Here too, the emphasis is on augmentation, not replacement. AI helps clinicians handle workload pressures, provides faster insights, and supports better patient outcomes. But the same caveats apply: these tools must be transparent, explainable, and accountable. Patients and professionals alike need confidence that the technology is being applied safely and fairly.

Governance first, not last

The thread running through both policing and healthcare is that AI is only as valuable as the governance wrapped around it. Bias in training data, lack of explainability, and questions about accountability are not abstract problems—they can directly affect liberty, health outcomes, and public confidence.

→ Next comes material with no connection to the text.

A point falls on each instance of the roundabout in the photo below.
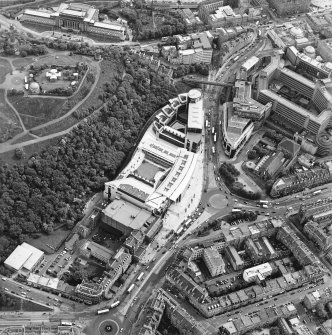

For UK organisations, the lesson is clear. AI must not be treated as a bolt-on capability that is adopted and regulated later. Governance, risk, and compliance (GRC) should be built into every deployment from the outset. That means:

  • Rigorous risk assessment before systems are rolled out.
  • Independent auditing and continuous monitoring.
  • Transparency about how models work and how outputs are used.
  • Clear lines of accountability for decisions influenced by AI.

 

AI in policing and healthcare is not about futuristic speculation—it is already here, working quietly in the background. From helping police forces allocate resources and reduce reoffending, to supporting clinicians in spotting cancers earlier and clearing diagnostic backlogs, these systems are proving their worth.

But the benefits come with obligations. Without governance, public trust is easily eroded. With governance, AI can deliver safer communities, healthier patients, and more resilient services.

The UK now faces a critical task: to lead not just in adopting AI, but in demonstrating how to deploy it responsibly. That, ultimately, will be the difference between technology that is accepted—and technology that is resisted.